Appleby also brought volunteers to teach prison inmates, earning him the Virginia McKnight Binger Award in human services.
He also was an advocate for people with disabilities. He led disability awareness classes and groups at Augsburg. He also helped push the school to be wheelchair-accessible.
He is survived by his life partner Laurie Savran, son Kevin Appleby, Savran’s children Jessica and Deborah, and grandchildren. Services have been held.
Hilgendorf championed many causes
Blindness caused by an accident didn’t stop Ralph Hilgendorf, who spent much of his career in state government. He and his family also were involved in an array of social justice issues. Hilgendorf, 88, died in June. He was 88 and lived in St. Paul’s Midway area.
His early years were spent on the family farm near Welcome, in southwestern Minnesota. He got his pilot’s license as a teenager and purchased a Piper Cub J-3 airplane. At age 17, he lost his vision in a plane crash.
Hilgendorf moved to Minneapolis and attended the University of Minnesota. The move helped him adjust to being blind. He received his B.A. degree from the U of M and then went on to earn an M.S. in vocational rehabilitation counseling at what is now Minnesota State Mankato.
He worked for a few years in West Virginia and Mankato before moving to St. Paul. Hilgendorf spent decades serving as assistant director for what is now State Services for the Blind of Minnesota. he retired from state government in 1991.

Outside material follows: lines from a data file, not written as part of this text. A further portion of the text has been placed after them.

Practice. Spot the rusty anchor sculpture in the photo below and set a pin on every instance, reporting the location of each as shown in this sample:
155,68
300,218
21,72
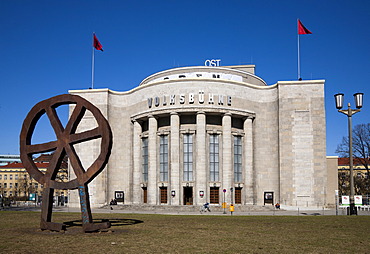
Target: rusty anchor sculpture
67,137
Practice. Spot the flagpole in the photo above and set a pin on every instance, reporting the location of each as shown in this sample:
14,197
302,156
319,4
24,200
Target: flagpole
299,60
92,66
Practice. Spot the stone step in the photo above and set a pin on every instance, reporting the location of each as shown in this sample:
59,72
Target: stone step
188,208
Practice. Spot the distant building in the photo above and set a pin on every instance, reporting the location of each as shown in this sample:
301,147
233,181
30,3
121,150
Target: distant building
191,135
16,183
9,158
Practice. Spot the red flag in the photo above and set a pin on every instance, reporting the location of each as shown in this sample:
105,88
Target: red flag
302,29
97,44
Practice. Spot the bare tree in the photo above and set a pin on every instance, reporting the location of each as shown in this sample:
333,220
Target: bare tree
361,154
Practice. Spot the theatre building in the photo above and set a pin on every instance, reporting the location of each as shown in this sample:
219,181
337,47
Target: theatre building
191,135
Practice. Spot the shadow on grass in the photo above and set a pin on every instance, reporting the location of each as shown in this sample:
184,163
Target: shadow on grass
113,222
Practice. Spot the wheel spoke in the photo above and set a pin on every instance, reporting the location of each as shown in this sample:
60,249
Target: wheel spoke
42,148
55,121
85,136
75,161
75,119
54,164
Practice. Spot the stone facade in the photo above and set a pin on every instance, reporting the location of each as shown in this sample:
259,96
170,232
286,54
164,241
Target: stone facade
246,137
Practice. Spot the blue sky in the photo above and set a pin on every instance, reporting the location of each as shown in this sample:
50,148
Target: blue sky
46,48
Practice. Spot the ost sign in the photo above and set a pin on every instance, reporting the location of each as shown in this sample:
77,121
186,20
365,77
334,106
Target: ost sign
212,62
190,98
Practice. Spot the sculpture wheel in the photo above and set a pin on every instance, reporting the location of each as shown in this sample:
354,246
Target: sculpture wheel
67,137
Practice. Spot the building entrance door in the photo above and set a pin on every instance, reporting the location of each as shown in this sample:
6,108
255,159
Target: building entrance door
188,195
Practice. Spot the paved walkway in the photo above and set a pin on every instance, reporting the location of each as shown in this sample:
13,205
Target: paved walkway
280,212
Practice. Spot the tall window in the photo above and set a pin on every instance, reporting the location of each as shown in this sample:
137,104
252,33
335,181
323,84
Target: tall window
238,159
163,158
188,157
214,195
238,195
214,157
163,195
145,159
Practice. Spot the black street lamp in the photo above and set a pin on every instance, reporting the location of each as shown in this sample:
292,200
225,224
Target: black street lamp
349,112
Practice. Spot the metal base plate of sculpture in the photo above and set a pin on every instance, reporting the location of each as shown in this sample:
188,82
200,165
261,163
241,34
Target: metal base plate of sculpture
67,137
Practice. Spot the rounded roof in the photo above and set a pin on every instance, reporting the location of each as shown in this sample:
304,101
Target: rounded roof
205,72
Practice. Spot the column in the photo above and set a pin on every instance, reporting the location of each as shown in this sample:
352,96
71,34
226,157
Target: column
175,159
248,174
227,168
152,162
136,179
201,167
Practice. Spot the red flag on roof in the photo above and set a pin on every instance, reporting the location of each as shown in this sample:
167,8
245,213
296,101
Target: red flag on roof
97,45
302,29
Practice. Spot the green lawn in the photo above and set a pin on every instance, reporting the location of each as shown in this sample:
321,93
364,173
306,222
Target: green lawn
138,233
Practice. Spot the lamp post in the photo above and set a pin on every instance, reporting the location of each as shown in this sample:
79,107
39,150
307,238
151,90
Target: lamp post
349,112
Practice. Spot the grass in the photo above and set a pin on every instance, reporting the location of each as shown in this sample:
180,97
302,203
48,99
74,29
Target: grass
140,233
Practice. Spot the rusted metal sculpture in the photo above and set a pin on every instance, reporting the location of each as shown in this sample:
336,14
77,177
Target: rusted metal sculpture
67,137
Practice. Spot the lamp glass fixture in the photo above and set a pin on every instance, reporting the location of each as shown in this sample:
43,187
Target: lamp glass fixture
339,100
358,99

He was a valued mentor and advisor to many people who were adapting to life without sight. “He would advise them in terms of what kind of resources were available, but he also was empathetic — because, of course, he’d already been through the same thing,” said Hilgendorf’s daughter Cherry Flowers.
The family housed deaf foster children, a Salvadoran refugee in need of sanctuary, college students and activists. More than 50 people lived with the family over the years.
The Hilgendorf family frequently took part in protests on social justice issues. He marched on the Lake Street Bridge every week for years to demonstrate his opposition to war and violence and participated for many years in the annual protests at the School of the Americas in Fort Benning, Georgia. In 2006, he and Kay received the Honorary Award of the Vincent L. Hawkinson Foundation for Peace and Justice in recognition of their lifelong involvement in peace and social justice causes.
Hilgendorf was a longtime member of the Society of Friends meetings and became a leader in the Quaker community. He served on boards for the North American Water Office, Friends for a Nonviolent World, Scattergood Friends School, Minnesota Institute of Sustainable Agriculture and the Minnesota State Rehabilitation Association. He served on committees for Twin Cities Friends Meeting. He served as director of FNVW People Camp for at least one year, was on the camp planning committee and may still be the record-holder for number of years in attendance. He co-founded Whole Grain Milling Company.
Ralph and Kay Hilgendorf were named volunteers of the year at Friends School.
Hilgendorf is survived by his wife Kay, five children and their families including grandchildren and one great-grandchild, and four brothers and their families. Services have been held. Memorials preferred to Scattergood School, Friends School of Minnesota, Friends for a Nonviolent World, or Twin Cities Friends Meeting.